From: Pavel Begunkov <[email protected]>
To: Jens Axboe <[email protected]>, Josh Triplett <[email protected]>
Cc: [email protected],
"David S . Miller" <[email protected]>,
Jakub Kicinski <[email protected]>,
[email protected], [email protected],
Stefan Metzmacher <[email protected]>
Subject: Re: [PATCH v3 0/4] open/accept directly into io_uring fixed file table
Date: Tue, 24 Aug 2021 10:48:01 +0100 [thread overview]
Message-ID: <[email protected]> (raw)
In-Reply-To: <[email protected]>
On 8/23/21 8:40 PM, Jens Axboe wrote:
> On 8/23/21 1:13 PM, Josh Triplett wrote:
>> On Sat, Aug 21, 2021 at 08:18:12PM -0600, Jens Axboe wrote:
>>> On 8/21/21 9:52 AM, Pavel Begunkov wrote:
>>>> Add an optional feature to open/accept directly into io_uring's fixed
>>>> file table bypassing the normal file table.
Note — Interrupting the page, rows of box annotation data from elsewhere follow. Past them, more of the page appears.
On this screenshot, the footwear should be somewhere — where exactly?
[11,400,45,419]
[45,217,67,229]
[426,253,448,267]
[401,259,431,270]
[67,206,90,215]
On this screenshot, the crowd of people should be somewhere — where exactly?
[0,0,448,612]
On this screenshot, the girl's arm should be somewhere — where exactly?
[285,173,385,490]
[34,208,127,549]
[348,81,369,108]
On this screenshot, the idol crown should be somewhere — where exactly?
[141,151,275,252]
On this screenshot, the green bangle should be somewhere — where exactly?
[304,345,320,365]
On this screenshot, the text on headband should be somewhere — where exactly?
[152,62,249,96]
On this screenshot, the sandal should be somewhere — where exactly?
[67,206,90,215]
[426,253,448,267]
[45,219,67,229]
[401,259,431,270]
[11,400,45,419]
Same behaviour if as the
>>>> snippet below, but in one operation:
>>>>
>>>> sqe = prep_[open,accept](...);
>>>> cqe = submit_and_wait(sqe);
>>>> io_uring_register_files_update(uring_idx, (fd = cqe->res));
>>>> close((fd = cqe->res));
>>>>
>>>> The idea in pretty old, and was brough up and implemented a year ago
>>>> by Josh Triplett, though haven't sought the light for some reasons.
>>>>
>>>> The behaviour is controlled by setting sqe->file_index, where 0 implies
>>>> the old behaviour. If non-zero value is specified, then it will behave
>>>> as described and place the file into a fixed file slot
>>>> sqe->file_index - 1. A file table should be already created, the slot
>>>> should be valid and empty, otherwise the operation will fail.
>>>>
>>>> we can't use IOSQE_FIXED_FILE to switch between modes, because accept
>>>> takes a file, and it already uses the flag with a different meaning.
>>>>
>>>> since RFC:
>>>> - added attribution
>>>> - updated descriptions
>>>> - rebased
>>>>
>>>> since v1:
>>>> - EBADF if slot is already used (Josh Triplett)
>>>> - alias index with splice_fd_in (Josh Triplett)
>>>> - fix a bound check bug
>>>
>>> With the prep series, this looks good to me now. Josh, what do you
>>> think?
>>
>> I would still like to see this using a union with the `nofile` field in
>> io_open and io_accept, rather than overloading the 16-bit buf_index
>> field. That would avoid truncating to 16 bits, and make less work for
>> expansion to more than 16 bits of fixed file indexes.
>>
>> (I'd also like that to actually use a union, rather than overloading the
>> meaning of buf_index/nofile.)
>
> Agree, and in fact there's room in the open and accept command parts, so
> we can just make it a separate entry there instead of using ->buf_index.
> Then just pass in the index to io_install_fixed_file() instead of having
> it pull it from req->buf_index.
That's internal details, can be expanded at wish in the future, if we'd
ever need larger tables. ->buf_index already holds indexes to different
resources just fine.
Aliasing with nofile would rather be ugly, so the only option, as you
mentioned, is to grab some space from open/accept structs, but don't see
why we'd want it when there is a more convenient alternative.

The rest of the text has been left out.